There was a Day of Thanks to support front-line workers, and there were 24 virtual briefings to keep investors and members informed and connected. 

The Partnership launched the DSM Local campaign to help small businesses. It also raised $1.7 million that was awarded to 292 companies as small business recovery grants, and it delivered 325 heaters to restaurants to help them expand their outdoor dining season.

There were small business startup virtual events, and the DSM Local Buying Guide was launched before the holidays to encourage people to buy local.

The Partnership also developed the CEO Commitment to Equity and Inclusion, which was signed by 200 Central Iowa CEOs.

Fourteen companies expanded. Six others identified Des Moines as a community they wanted to locate to. There was $1.2 billion in capital investment, and more than 1,600 jobs were created, Mahoney said.

The Partnership helped secure $49 million for the Central Iowa Water Trails project, and helped find new ways to use the downtown Firehouse Community Campus as space for arts, culture and education. There was work on a U.S. Soccer League stadium project, expansion of the Des Moines International Airport, and the Laurisden Skatepark, among others.

What was behind the successes of 2020?

“Really what highlighted the best of what we have in the community … is the spirit and the will of the people,” Mahoney said. “Not only was the community trying to figure out their own business, but they went ahead and social distanced and did the things they were supposed to, but we held onto each other.”

Fred Buie, the Partnership’s 2021 board chair, said that same level of community spirit and leadership will be needed as the community moves forward in 2021.

The top priority for 2021 is diversity, equity and inclusion, he said.

“We all know the best companies, the best talent, want to live and work in a vibrant diverse community, and the Des Moines community has proven it wants to be among that number,” Buie said.

Helping companies develop diversity, equity and inclusion plans and strategies, training and certifying DEI professionals, and increasing support for minority-owned businesses are among the goals of 2021, Buie said.

Increasing broadband in the Partnership’s 10-county region is another priority, as is enhancing the community’s talent pipeline. Another focus will be attracting and retaining businesses, he said.

“It’s great to attract businesses to the area, but one of the best ways to attract businesses is to have a vibrant business community in place,” Buie said. “While we appreciate the large companies we have in the area, it’s the small businesses that provide the lifeblood of the community, and that’s where a lot of our focus is going to be.”
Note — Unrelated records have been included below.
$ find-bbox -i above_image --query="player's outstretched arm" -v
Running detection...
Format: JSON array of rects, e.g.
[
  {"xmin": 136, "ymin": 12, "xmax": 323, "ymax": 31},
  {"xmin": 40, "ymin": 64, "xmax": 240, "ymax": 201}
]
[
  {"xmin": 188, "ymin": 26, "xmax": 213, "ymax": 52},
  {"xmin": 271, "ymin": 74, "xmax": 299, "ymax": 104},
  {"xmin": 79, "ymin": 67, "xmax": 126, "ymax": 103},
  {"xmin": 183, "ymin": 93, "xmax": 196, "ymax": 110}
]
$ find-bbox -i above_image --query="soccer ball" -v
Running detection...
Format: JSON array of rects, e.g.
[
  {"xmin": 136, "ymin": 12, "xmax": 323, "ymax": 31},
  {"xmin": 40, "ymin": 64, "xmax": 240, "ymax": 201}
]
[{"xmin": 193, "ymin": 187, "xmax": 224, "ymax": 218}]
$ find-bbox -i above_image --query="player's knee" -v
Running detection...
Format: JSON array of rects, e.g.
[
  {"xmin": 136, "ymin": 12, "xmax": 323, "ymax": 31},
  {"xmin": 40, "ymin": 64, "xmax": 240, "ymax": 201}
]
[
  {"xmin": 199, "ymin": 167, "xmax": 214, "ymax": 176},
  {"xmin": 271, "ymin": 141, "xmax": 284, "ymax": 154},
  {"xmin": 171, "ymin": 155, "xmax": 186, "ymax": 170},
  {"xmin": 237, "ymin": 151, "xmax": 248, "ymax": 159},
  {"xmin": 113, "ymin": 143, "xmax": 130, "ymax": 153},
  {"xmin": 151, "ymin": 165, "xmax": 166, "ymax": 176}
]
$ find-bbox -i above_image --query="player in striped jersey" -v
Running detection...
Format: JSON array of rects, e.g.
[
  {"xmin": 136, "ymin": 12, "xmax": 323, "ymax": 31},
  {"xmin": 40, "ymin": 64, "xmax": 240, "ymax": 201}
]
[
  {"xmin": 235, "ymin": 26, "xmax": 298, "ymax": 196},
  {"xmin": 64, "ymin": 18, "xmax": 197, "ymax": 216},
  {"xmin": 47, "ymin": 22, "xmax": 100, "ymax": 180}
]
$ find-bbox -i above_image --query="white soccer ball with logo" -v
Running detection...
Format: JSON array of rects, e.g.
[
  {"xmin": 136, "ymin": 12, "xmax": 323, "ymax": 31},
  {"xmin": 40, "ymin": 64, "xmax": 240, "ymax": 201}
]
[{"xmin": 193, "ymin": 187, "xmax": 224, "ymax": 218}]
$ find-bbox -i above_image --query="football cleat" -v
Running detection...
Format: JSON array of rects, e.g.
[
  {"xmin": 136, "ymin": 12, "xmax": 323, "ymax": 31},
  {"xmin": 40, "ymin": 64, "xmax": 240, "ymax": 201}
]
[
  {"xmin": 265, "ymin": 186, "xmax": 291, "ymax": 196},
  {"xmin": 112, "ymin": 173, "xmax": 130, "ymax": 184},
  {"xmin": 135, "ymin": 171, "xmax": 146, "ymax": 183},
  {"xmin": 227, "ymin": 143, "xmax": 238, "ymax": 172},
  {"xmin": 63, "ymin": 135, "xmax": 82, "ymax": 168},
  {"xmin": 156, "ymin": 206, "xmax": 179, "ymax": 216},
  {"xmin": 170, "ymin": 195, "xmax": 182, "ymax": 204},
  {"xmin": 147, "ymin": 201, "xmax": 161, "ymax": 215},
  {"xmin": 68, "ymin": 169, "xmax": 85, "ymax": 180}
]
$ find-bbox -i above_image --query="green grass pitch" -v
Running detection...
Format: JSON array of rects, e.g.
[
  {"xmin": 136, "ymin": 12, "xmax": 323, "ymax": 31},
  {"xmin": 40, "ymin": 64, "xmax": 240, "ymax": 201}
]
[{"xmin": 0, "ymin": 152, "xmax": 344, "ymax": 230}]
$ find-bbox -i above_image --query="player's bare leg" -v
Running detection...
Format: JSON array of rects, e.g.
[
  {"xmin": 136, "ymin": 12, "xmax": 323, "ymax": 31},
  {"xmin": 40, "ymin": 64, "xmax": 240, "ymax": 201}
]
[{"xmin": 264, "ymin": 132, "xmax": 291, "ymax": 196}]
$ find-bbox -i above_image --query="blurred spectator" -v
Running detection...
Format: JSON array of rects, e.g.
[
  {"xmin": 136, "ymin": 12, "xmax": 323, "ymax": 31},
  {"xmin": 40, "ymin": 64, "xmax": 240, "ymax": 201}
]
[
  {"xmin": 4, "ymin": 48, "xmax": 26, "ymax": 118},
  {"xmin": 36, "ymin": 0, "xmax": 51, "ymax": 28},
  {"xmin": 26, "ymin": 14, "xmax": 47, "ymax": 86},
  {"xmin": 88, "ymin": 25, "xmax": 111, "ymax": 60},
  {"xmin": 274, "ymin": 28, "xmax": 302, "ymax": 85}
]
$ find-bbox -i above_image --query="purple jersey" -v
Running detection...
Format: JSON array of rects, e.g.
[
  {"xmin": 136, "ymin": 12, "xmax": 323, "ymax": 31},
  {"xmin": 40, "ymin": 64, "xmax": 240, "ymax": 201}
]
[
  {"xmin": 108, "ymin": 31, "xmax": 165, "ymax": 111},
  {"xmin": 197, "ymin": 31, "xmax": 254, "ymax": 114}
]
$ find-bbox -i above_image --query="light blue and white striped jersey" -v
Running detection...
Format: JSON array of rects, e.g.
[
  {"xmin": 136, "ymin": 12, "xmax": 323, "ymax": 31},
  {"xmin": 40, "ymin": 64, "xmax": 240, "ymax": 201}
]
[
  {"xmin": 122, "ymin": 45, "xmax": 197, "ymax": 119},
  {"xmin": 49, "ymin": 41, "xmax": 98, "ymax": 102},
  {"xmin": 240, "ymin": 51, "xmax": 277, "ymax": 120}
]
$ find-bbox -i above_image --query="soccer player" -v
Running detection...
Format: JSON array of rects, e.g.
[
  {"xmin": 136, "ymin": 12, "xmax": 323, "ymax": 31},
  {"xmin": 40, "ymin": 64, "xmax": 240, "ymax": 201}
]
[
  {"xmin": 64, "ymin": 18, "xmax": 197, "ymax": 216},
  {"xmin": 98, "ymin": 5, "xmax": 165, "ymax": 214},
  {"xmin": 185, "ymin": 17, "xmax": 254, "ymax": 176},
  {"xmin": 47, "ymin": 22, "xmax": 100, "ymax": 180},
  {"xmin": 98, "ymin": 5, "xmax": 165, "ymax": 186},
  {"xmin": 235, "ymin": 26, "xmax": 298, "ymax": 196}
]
Those large, transformative projects, like Central Iowa Water Trails, airport expansion and the transload facility, will also remain priorities in 2021.

Tiffany Tauschek, Partnership COO, said the priorities for the strategic plan were the result of multiple surveys with members, investors and the community, and virtual meetings with more than 200 businesses.

“This plan is very much in response to what we heard from our investors, affiliates, members and the community at large,” she said.

Jay Byers, Partnership president and CEO, said the intent behind the goals for 2021 is to look at  “what can we do to create a better normal, a more sustainable normal, a more innovative normal, a more inclusive normal, a more civil normal and a more resilient normal.”

He said 2021 is going to be a year to “dream big,“ as the Partnership works with Capital Crossroads and its public and private partners to develop a new five-year vision plan. 

“It’s going to be a very exciting time to really set that course for the future .. and we’re going to need our entire community coming together to help us outline what that future looks like,” Byers said.